Performance Tips

June 19, 2026 · View on GitHub

This guide covers techniques to get the best performance from emhash.

Compile-Time Optimization

1. Enable Compiler Optimizations

# Release build (critical for performance)
g++ -O3 -march=native -std=c++17 your_app.cpp

# With LTO for cross-module optimization
g++ -O3 -march=native -flto -std=c++17 your_app.cpp

Never benchmark with -O0 or -O1 — emhash relies heavily on inlining.

2. Choose the Right Standard

# C++17: best balance of features and compiler support
g++ -std=c++17 ...

# C++20: enables structured bindings with lambda hash/eq (minor benefit)
g++ -std=c++20 ...

Pre-Allocation

3. Always reserve() When Size Is Known

// Bad: multiple rehashes as elements are added
emhash7::HashMap<int, int> map;
for (int i = 0; i < 1000000; i++)
    map[i] = i;  // triggers ~20 rehashes

// Good: single allocation
emhash7::HashMap<int, int> map;
map.reserve(1000000);
for (int i = 0; i < 1000000; i++)
    map[i] = i;  // no rehash

4. Reserve Slightly More for Mixed Workloads

// If you'll insert and erase frequently, reserve 20-30% extra
map.reserve(expected_size * 1.25);

Insert Optimization

5. Use insert_unique() When Keys Are Unique

// Slow: checks if key exists first
map.insert({key, val});

// Fast: skips existence check (key MUST be unique)
map.insert_unique(key, val);  // 20-40% faster for new keys

6. Use operator[] for Overwrite Semantics

// operator[] is faster than insert() when overwriting
map[key] = new_val;  // Fast path: key exists, just overwrite

Lookup Optimization

7. Use try_get() Instead of find() + Check

// Verbose
auto it = map.find(key);
if (it != map.end()) {
    use(it->second);
}

// Faster and cleaner
if (auto* pval = map.try_get(key)) {
    use(*pval);
}

8. Use contains() for Existence Checks

// Slower: constructs a value_type
map.count(key) > 0;

// Faster: no value construction
map.contains(key);

Hash Function Selection

9. Integer Keys: Consider Bit-Mixing Hash

// Default std::hash<int> is identity — can cause clustering with power-of-2 buckets
// for arithmetic sequence keys (0, 1024, 2048, ...).
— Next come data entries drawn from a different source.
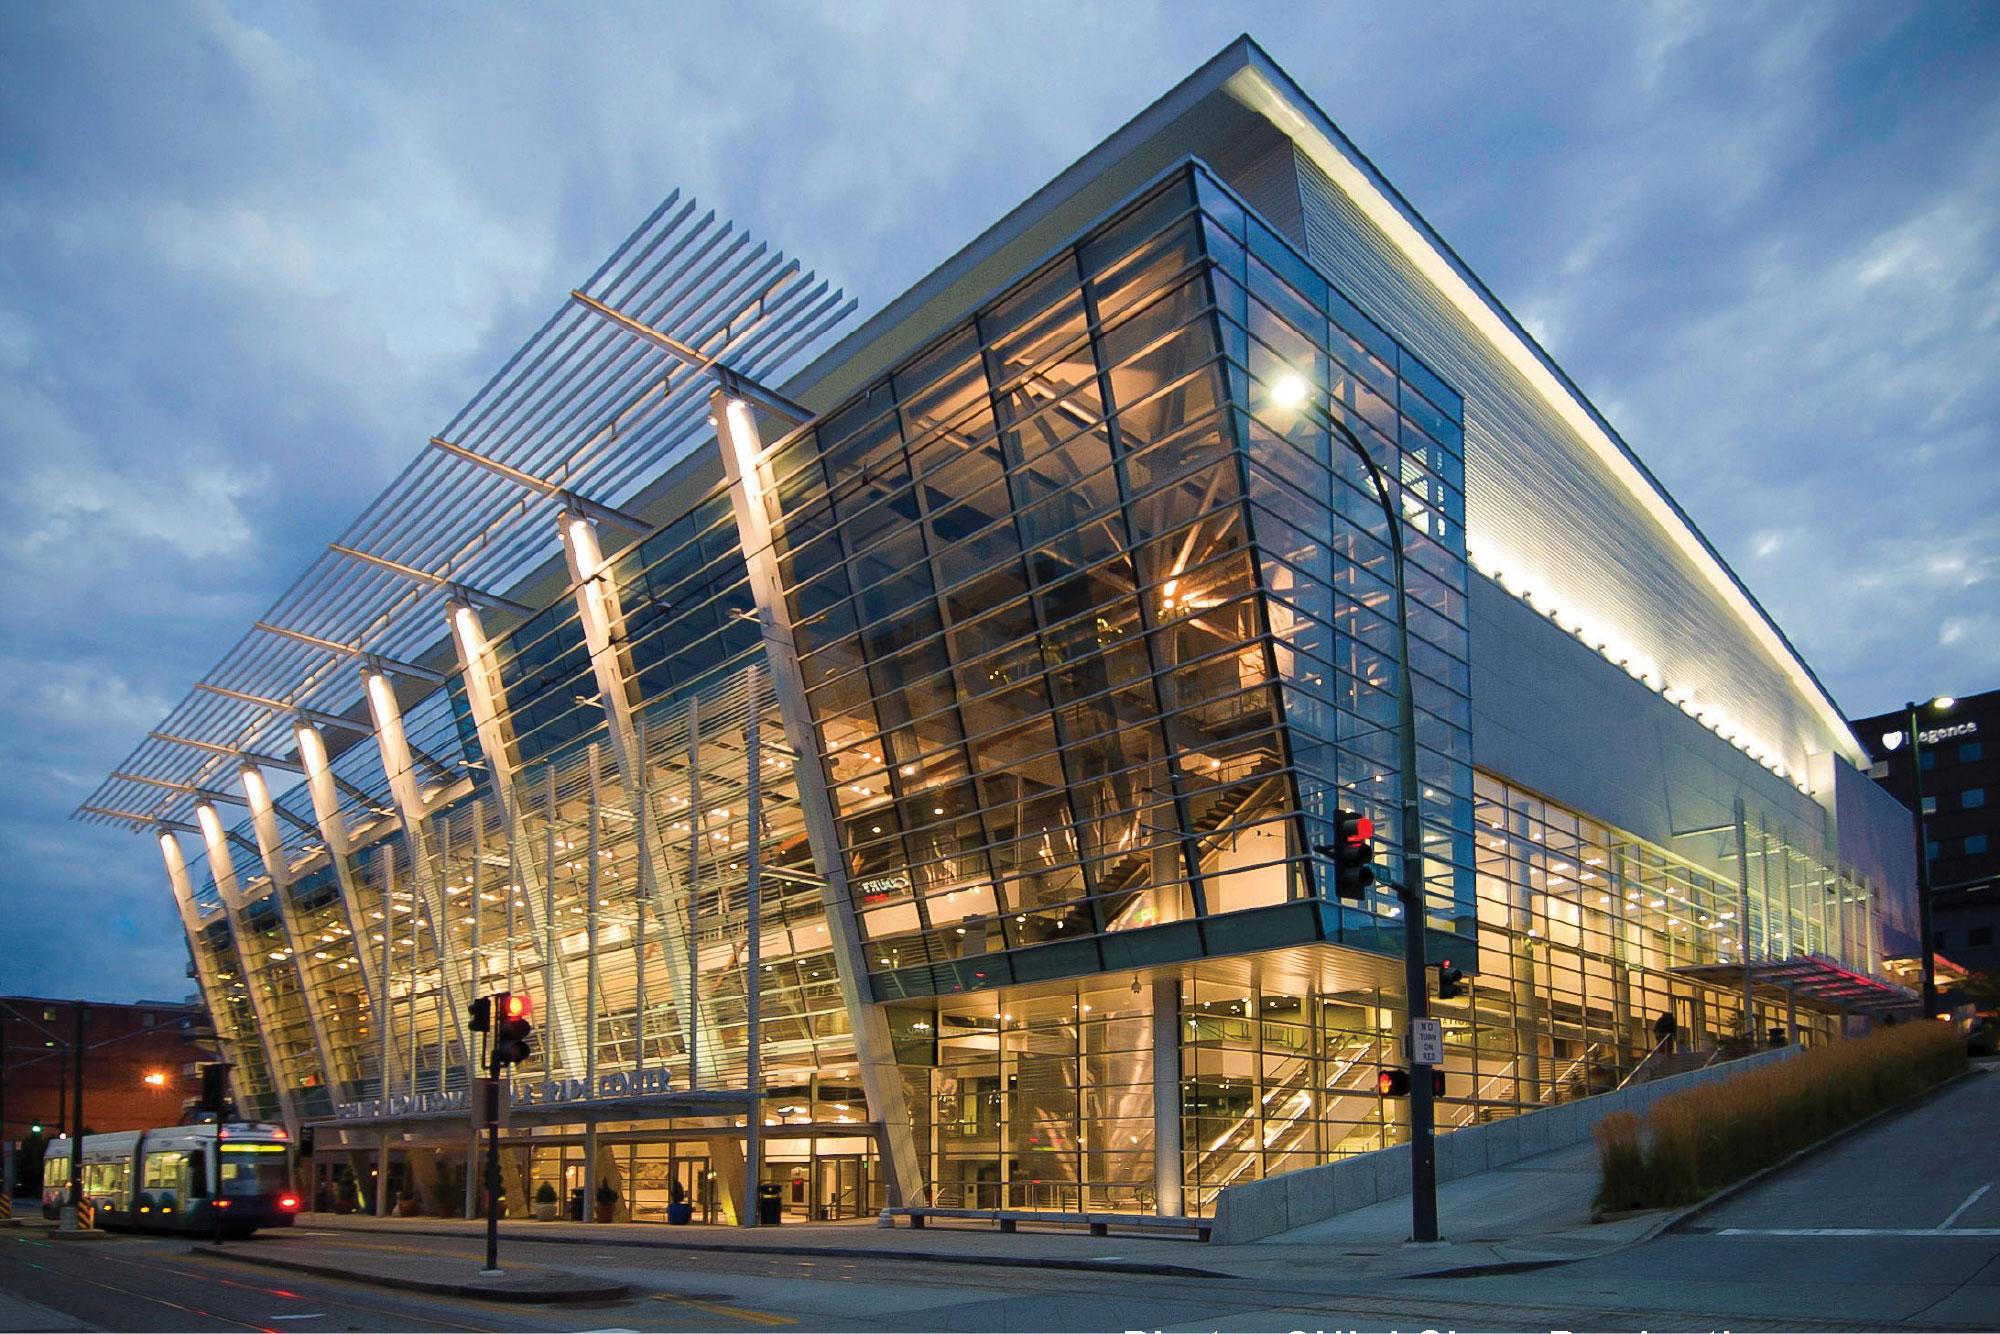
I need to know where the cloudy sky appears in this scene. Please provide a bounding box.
[2,1,1995,1002]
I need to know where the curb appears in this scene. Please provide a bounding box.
[1403,1063,1981,1280]
[187,1245,632,1304]
[294,1221,1230,1280]
[1667,1063,1982,1234]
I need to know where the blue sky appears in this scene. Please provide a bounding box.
[2,1,1996,1002]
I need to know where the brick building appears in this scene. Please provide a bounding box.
[2,996,213,1150]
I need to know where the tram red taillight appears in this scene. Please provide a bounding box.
[278,1194,300,1211]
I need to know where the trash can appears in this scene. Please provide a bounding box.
[756,1182,782,1225]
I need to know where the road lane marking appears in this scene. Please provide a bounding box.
[1940,1182,1993,1230]
[1717,1227,2000,1237]
[651,1291,797,1326]
[265,1314,326,1320]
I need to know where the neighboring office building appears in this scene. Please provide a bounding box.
[74,38,1920,1226]
[3,996,211,1191]
[1854,687,2000,976]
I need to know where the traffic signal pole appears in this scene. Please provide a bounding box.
[483,1026,501,1275]
[1337,420,1440,1244]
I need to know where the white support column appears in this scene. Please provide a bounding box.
[446,600,586,1072]
[157,829,249,1088]
[196,801,304,1136]
[558,513,724,1085]
[1152,978,1184,1217]
[241,764,341,1099]
[362,668,474,1070]
[714,391,925,1208]
[294,719,402,1090]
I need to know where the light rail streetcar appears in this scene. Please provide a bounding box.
[42,1122,300,1235]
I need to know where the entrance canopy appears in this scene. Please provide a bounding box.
[1673,955,1916,1016]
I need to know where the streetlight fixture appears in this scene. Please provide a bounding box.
[1273,370,1440,1244]
[1903,694,1956,1020]
[143,1071,167,1088]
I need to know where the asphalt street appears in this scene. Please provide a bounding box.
[3,1066,1993,1332]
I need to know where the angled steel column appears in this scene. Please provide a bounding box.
[446,600,586,1072]
[293,719,402,1089]
[239,763,341,1099]
[713,390,925,1208]
[156,828,249,1092]
[558,513,723,1086]
[361,668,473,1071]
[195,801,304,1136]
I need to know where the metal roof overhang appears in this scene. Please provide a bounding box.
[1673,955,1917,1014]
[76,192,853,836]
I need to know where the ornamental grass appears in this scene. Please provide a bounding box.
[1593,1022,1966,1212]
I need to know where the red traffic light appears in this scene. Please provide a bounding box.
[504,993,532,1021]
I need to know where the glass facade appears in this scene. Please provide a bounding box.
[154,161,1905,1226]
[758,165,1475,1005]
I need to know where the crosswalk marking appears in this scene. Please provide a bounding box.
[1717,1227,2000,1237]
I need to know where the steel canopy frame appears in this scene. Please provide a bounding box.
[76,189,856,837]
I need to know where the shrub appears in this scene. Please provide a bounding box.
[1594,1022,1966,1211]
[1591,1111,1647,1213]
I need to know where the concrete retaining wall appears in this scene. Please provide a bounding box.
[1207,1045,1797,1245]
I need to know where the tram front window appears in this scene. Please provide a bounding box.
[219,1150,289,1196]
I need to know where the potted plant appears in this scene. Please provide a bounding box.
[594,1180,619,1224]
[395,1190,423,1217]
[534,1182,559,1221]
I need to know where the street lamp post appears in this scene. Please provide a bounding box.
[1904,695,1955,1020]
[1324,410,1439,1244]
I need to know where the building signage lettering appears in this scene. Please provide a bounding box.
[859,873,911,901]
[1919,721,1978,745]
[337,1089,467,1119]
[337,1068,675,1120]
[511,1068,677,1106]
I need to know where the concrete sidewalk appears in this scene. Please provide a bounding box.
[295,1144,1665,1284]
[189,1236,633,1303]
[296,1211,1232,1278]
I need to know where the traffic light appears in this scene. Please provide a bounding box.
[1377,1068,1447,1097]
[1437,959,1466,1000]
[468,995,493,1034]
[1315,808,1376,901]
[494,992,534,1066]
[29,1121,42,1136]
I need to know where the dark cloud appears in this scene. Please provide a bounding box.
[1,1,1994,1000]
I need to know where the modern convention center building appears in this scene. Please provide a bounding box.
[79,38,1922,1227]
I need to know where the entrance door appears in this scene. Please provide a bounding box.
[816,1156,863,1220]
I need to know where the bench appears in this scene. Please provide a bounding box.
[890,1206,1210,1241]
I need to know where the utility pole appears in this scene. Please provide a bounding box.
[1895,694,1959,1020]
[1907,699,1943,1021]
[64,1003,85,1231]
[1,1014,10,1206]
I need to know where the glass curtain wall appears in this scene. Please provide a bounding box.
[753,162,1475,1006]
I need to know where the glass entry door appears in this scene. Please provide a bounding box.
[815,1155,864,1220]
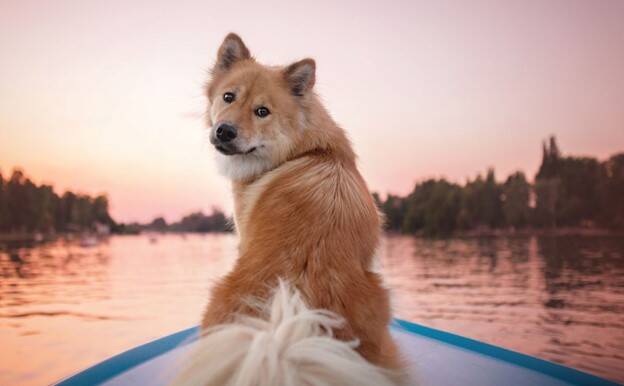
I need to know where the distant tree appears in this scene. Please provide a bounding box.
[169,208,230,233]
[0,168,116,234]
[403,179,462,236]
[60,191,78,230]
[502,172,530,228]
[378,194,406,231]
[534,136,603,227]
[536,136,561,180]
[75,195,94,228]
[534,175,560,228]
[147,216,168,231]
[482,169,504,228]
[6,169,29,232]
[0,171,7,231]
[556,157,602,225]
[35,184,56,232]
[534,138,561,228]
[599,153,624,228]
[92,195,114,226]
[458,169,503,229]
[402,180,436,233]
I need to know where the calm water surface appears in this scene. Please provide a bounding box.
[0,234,623,385]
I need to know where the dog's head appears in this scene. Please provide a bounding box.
[205,33,316,181]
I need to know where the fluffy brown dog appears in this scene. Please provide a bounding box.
[173,33,403,386]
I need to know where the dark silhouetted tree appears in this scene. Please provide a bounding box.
[147,217,168,231]
[534,136,604,227]
[458,169,503,229]
[0,171,7,231]
[403,179,462,236]
[599,153,624,228]
[536,136,561,180]
[0,168,116,234]
[378,194,406,231]
[502,172,530,228]
[169,208,229,232]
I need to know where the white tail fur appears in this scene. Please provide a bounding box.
[170,280,400,386]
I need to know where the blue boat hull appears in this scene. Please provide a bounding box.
[54,319,620,386]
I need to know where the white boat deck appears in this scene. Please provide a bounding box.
[98,328,584,386]
[56,320,620,386]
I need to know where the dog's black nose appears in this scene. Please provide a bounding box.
[216,123,237,142]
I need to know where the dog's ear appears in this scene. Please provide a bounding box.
[283,58,316,96]
[214,33,251,73]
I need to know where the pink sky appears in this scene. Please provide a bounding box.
[1,0,623,223]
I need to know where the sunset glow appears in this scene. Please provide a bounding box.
[1,0,623,222]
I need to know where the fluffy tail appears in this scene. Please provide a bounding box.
[170,280,400,386]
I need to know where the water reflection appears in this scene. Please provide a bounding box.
[380,235,624,382]
[0,234,238,386]
[0,234,623,385]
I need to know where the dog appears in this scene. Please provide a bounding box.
[171,33,404,386]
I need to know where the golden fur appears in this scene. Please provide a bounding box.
[202,33,402,371]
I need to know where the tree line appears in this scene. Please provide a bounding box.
[0,168,232,235]
[0,169,115,234]
[3,136,622,237]
[374,137,624,236]
[132,210,231,233]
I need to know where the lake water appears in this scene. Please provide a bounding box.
[1,234,623,385]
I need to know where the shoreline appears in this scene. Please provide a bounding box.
[386,227,624,238]
[2,227,624,244]
[461,227,624,238]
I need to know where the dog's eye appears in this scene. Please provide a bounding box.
[255,106,270,118]
[223,92,235,103]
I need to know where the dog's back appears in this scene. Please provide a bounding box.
[203,151,402,369]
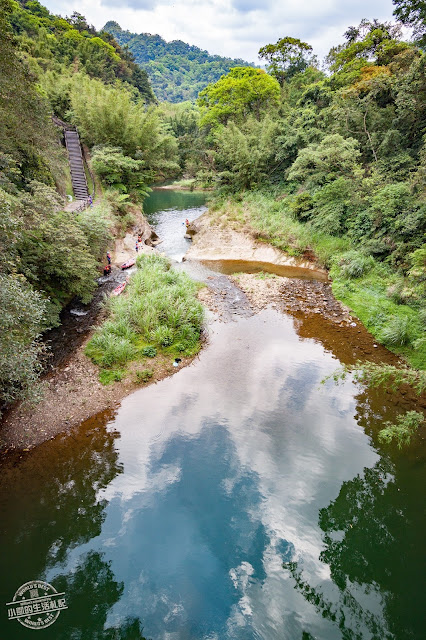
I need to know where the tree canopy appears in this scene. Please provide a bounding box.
[197,67,280,129]
[393,0,426,47]
[258,36,314,84]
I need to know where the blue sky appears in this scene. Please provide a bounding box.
[41,0,397,62]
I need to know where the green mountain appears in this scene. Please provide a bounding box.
[103,21,254,102]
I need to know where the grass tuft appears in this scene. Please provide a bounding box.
[86,253,204,379]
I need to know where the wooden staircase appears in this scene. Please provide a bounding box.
[64,129,89,200]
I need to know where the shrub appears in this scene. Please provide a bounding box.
[381,315,412,346]
[289,192,313,220]
[142,346,157,358]
[338,251,375,278]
Consider enabling EMH_INT_HASH:
emhash7::HashMap<int, int> map;  // OK for random keys

// For sequential/arithmetic keys, compile with -DEMH_INT_HASH=1 for golden-ratio mixing

10. String Keys: Consider wyhash

# Compile with wyhash for faster string hashing
g++ -DEMH_WY_HASH=1 -O3 -std=c++17 your_app.cpp

11. Custom Hash: Avoid Poor Hash Functions

// Bad: high collision rate for sequential keys
struct BadHash {
    size_t operator()(int x) const { return x % 1000; }
};

// Good: use bit mixing
struct GoodHash {
    size_t operator()(int x) const {
        x = ((x >> 16) ^ x) * 0x45d9f3b;
        x = ((x >> 16) ^ x) * 0x45d9f3b;
        return (x >> 16) ^ x;
    }
};

Version Selection for Performance

12. Choose Based on Your Bottleneck

BottleneckBest VersionWhy
Insert-heavyemhash7No tombstones, stable insert performance
Lookup-heavy (integer keys)emhash5/6Lowest probe count
Iteration-heavyemhash8Dense pairs array, sequential scan
Mixed insert/eraseemhash7No tombstone accumulation
Large key/value typesemhash8Dense pairs, no metadata interleaving

Memory Optimization

13. Compact Layout Saves Memory

// emhash packs key+value tightly when sizes differ
emhash7::HashMap<uint64_t, uint32_t> map;  // Saves ~1/3 vs <uint64_t, uint64_t>

14. Use shrink_to_fit() After Bulk Erase

for (auto& k : keys_to_remove)
    map.erase(k);
map.shrink_to_fit();  // Release unused memory

15. High Load Factor Saves Memory

# Trade: slightly slower lookup for less memory
g++ -DEMH_HIGH_LOAD=123456 -O3 -std=c++17 your_app.cpp
emhash7::HashMap<int, int> map(1024, 0.95f);  // 95% load factor

Anti-Patterns to Avoid

16. Don't Rehash in Hot Loops

// Bad: repeated small inserts cause rehashing
for (auto& [k, v] : data)
    map[k] = v;

// Good: reserve first
map.reserve(data.size());
for (auto& [k, v] : data)
    map[k] = v;

17. Don't Use at() for Lookup

// Slow: exception overhead
auto val = map.at(key);

// Fast: no exception
auto it = map.find(key);
if (it != map.end()) val = it->second;

// Fastest: pointer return
if (auto* p = map.try_get(key)) val = *p;

18. Don't Copy Maps Unnecessarily

// Bad: deep copy
auto copy = original_map;

// Good: move
auto moved = std::move(original_map);

// Good: const reference
void process(const emhash7::HashMap<int, int>& map);